Abstract

One of the main purposes of brain-computer interfaces (BCI) is to provide persons of an alternative communication channel. This objective was firstly focused on handicapped subjects but nowadays its scope has increased to healthy persons. Usually, BCIs record brain activity using electroencephalograms (EEG), according to four main neuro-paradigms (slow cortical potentials, motor imagery, P300 component and visual evoked potentials). These analytical paradigms are not intuitive and are difficult to implement. Accordingly, this work researches an alternative neuro-paradigm called imagined speech, which refers to the internal pronunciation of words without emitting sounds or doing facial movements. Specifically, the present research is focused on the recognition of five Spanish words corresponding to the English words “up,” “down,” “left,” “right” and “select”, with which a computer cursor could be controlled. We perform an offline computer automatic classification procedure of a dataset of EEG signals from 27 subjects. The method implements a channel selection composed of two stages; the first one obtains a Pareto front and is approached as a multi-objective optimization problem dealing with the error rate and the number of channels; the second stage selects a single solution (channel combination) from the front, applying a fuzzy inference system (FIS). We assess the method’s performance through a channel combination and a test set not used to generate the front.
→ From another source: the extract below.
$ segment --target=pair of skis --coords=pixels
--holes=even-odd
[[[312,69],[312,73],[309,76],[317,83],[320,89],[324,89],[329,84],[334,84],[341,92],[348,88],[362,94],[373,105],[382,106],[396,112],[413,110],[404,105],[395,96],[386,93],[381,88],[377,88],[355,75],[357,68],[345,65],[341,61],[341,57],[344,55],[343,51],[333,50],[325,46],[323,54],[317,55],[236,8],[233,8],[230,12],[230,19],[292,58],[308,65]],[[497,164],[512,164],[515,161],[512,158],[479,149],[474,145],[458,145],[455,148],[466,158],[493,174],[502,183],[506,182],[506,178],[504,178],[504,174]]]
Several FIS configurations were explored to evaluate if a FIS is able to select channel combinations that improve or, at least, keep the obtained accuracies using all channels for each subject’s data. We found that a FIS configuration, FIS3×3 (three membership functions for both input variables: error rate and the number of channels), obtained the best trade-off between the number of fuzzy rules and its accuracy (68.18% using around 7 channels). Also, the FIS3×3 obtained a similar statistically accuracy compared to the use of all channels (70.33%). Results of our method demonstrate the feasibility of using a FIS to automatically select a solution from the Pareto front to select channels applied to a problem of imagined speech classification. The presented method outperforms previous works in accuracy and showed a dependence relationship between EEG data and imagined words.